There are three tiers. Device-level features like speaker tracking, noise suppression, and intelligent framing come built into current hardware with no extra licensing. Platform tools—Microsoft Copilot, Zoom AI Companion, Cisco Webex AI Assistant—offer meeting summaries, transcription, and action items, but need paid subscriptions and governance planning. Room analytics and predictive maintenance features are still emerging and not standardized yet.
How much does AI in the meeting room actually cost?

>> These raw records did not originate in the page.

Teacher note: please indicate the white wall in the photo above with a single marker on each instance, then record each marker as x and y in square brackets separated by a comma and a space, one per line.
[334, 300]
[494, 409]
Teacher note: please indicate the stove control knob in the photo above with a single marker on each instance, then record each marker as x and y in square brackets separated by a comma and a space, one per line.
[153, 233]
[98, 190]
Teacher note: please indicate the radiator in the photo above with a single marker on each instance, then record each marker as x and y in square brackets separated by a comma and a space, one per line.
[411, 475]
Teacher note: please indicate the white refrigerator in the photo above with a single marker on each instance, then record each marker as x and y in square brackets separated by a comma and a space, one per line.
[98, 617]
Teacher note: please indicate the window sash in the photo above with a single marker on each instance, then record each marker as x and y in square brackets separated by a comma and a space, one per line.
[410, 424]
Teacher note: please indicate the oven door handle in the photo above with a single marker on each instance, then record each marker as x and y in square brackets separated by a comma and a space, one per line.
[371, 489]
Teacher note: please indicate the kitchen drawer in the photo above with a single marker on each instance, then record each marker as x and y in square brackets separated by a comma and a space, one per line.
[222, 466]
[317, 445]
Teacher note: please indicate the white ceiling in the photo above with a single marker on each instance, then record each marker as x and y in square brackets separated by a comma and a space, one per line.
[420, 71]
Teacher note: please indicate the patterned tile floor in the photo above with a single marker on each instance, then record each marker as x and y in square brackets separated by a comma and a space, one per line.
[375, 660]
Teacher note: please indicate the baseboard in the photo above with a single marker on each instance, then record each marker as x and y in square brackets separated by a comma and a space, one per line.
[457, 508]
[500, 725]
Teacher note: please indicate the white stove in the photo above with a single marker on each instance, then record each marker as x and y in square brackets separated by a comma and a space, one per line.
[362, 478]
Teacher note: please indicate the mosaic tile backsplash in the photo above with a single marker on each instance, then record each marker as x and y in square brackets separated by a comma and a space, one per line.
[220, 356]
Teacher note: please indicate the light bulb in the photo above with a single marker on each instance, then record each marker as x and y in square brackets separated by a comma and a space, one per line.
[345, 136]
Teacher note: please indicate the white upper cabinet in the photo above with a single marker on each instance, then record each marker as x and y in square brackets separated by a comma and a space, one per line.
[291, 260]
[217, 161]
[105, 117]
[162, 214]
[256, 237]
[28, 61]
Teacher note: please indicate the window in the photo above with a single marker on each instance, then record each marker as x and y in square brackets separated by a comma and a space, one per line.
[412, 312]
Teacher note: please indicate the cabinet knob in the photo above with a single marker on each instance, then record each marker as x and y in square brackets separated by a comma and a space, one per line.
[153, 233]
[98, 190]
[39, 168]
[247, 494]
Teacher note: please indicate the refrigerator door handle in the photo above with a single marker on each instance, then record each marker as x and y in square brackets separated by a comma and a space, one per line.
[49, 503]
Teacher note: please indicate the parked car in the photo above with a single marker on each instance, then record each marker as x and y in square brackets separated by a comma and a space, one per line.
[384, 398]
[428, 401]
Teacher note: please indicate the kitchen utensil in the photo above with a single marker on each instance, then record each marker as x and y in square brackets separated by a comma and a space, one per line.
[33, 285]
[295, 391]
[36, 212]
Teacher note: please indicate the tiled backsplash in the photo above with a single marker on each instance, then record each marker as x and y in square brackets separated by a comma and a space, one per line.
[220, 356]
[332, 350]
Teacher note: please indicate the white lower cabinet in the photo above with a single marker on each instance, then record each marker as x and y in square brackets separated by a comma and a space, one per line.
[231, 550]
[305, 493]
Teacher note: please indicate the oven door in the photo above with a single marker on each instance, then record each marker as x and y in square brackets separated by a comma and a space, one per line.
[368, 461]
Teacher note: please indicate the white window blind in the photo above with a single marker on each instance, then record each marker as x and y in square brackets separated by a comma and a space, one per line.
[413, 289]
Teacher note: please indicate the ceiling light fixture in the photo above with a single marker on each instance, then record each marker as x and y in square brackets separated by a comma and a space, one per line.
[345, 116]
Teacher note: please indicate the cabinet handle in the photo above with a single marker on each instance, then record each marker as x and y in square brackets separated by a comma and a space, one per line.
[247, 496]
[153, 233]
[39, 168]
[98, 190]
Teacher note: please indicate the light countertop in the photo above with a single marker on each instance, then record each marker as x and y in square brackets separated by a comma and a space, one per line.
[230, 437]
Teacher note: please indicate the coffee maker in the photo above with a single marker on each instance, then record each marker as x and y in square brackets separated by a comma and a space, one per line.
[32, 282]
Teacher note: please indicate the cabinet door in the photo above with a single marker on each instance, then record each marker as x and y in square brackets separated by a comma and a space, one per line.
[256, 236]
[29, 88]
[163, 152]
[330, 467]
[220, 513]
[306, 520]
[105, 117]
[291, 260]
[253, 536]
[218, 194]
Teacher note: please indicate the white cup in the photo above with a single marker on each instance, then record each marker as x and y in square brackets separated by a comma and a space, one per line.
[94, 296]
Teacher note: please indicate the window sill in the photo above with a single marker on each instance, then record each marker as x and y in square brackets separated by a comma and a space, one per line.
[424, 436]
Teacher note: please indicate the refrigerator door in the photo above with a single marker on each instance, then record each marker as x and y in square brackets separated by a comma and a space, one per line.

The device-level stuff is baked into hardware costs. Platform AI is where the spend shows up. Microsoft Copilot is $30/user/month on top of M365. Zoom AI Companion is included in paid plans. Cisco bundles the Webex AI Assistant into subscription tiers. For a 500-person organization, AI licensing alone can cost more than the meeting room hardware.
What compliance issues come up with AI meeting rooms?
The big ones are around transcription and recording data. GDPR treats voice recordings and transcripts as personal data that require explicit consent. Germany makes recording without consent a criminal offense. HIPAA requires Business Associate Agreements if the meeting data could contain protected health information. Data residency requirements vary by country, and some platforms default to US-based processing, which creates transfer issues for EU organizations.
How do you deploy AI meeting rooms across multiple countries?
Standardize the room designs and AV infrastructure first—AI only works as well as the room it’s in. Make governance and compliance decisions before you enable any features. Pilot across a few regions, validate, then scale. And work with local integrators in each market who understand both the technology and the regulatory environment.